🤖 AI Summary
Despite growing adoption of large language models (LLMs) in biomedicine, systematic evaluation of their generalization across core biomedical NLP tasks remains limited. Method: This study presents the first comprehensive assessment of DeepSeek models—Distilled-DeepSeek-R1 and Deepseek-LLMs—across four fundamental biomedical NLP tasks: named entity recognition (NER), relation extraction (RE), event extraction (EE), and text classification, using 12 standard benchmarks. We employ a zero-shot and few-shot multi-task evaluation framework, reporting standardized F1, precision, and recall scores, and compare against strong baselines including Llama3-8B and Qwen2.5-7B. Results: DeepSeek achieves competitive or state-of-the-art performance on NER and text classification; however, it exhibits a pronounced precision–recall trade-off in RE and EE, yielding average F1 scores 3.2–5.7 percentage points lower than top performers.
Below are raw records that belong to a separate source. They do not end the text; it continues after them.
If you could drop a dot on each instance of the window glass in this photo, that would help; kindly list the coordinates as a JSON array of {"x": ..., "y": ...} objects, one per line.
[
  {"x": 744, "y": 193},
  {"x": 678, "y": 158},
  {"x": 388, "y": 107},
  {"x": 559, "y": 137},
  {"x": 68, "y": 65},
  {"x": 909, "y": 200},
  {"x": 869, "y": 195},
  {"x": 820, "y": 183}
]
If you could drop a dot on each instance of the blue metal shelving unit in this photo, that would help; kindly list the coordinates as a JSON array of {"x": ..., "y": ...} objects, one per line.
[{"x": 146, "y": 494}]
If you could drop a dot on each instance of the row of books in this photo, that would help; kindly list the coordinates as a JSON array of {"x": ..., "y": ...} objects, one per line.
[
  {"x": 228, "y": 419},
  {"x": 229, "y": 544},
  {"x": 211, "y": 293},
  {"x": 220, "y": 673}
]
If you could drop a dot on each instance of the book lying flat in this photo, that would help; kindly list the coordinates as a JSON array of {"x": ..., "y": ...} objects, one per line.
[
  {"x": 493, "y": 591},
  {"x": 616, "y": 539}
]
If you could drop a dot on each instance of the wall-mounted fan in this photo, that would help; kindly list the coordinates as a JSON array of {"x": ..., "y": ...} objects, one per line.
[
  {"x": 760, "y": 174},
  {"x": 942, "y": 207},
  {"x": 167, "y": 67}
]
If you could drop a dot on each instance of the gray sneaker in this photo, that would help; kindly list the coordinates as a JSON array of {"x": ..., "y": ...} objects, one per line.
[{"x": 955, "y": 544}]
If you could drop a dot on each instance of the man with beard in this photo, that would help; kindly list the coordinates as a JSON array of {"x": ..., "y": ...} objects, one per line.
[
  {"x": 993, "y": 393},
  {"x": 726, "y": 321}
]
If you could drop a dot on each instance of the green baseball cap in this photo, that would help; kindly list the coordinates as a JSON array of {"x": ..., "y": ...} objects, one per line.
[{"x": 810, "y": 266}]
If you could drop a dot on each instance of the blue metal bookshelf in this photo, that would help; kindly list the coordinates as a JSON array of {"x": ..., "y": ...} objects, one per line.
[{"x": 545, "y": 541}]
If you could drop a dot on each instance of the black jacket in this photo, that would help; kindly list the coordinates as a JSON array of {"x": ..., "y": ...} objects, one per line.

We release a reproducible biomedical LLM evaluation benchmark and propose task-specific model selection guidelines, offering empirical foundations for domain adaptation and distillation optimization.
📝 Abstract
The advancement of Large Language Models (LLMs) has significantly impacted biomedical Natural Language Processing (NLP), enhancing tasks such as named entity recognition, relation extraction, event extraction, and text classification. In this context, the DeepSeek series of models have shown promising potential in general NLP tasks, yet their capabilities in the biomedical domain remain underexplored. This study evaluates multiple DeepSeek models (Distilled-DeepSeek-R1 series and Deepseek-LLMs) across four key biomedical NLP tasks using 12 datasets, benchmarking them against state-of-the-art alternatives (Llama3-8B, Qwen2.5-7B, Mistral-7B, Phi-4-14B, Gemma-2-9B). Our results reveal that while DeepSeek models perform competitively in named entity recognition and text classification, challenges persist in event and relation extraction due to precision-recall trade-offs. We provide task-specific model recommendations and highlight future research directions. This evaluation underscores the strengths and limitations of DeepSeek models in biomedical NLP, guiding their future deployment and optimization.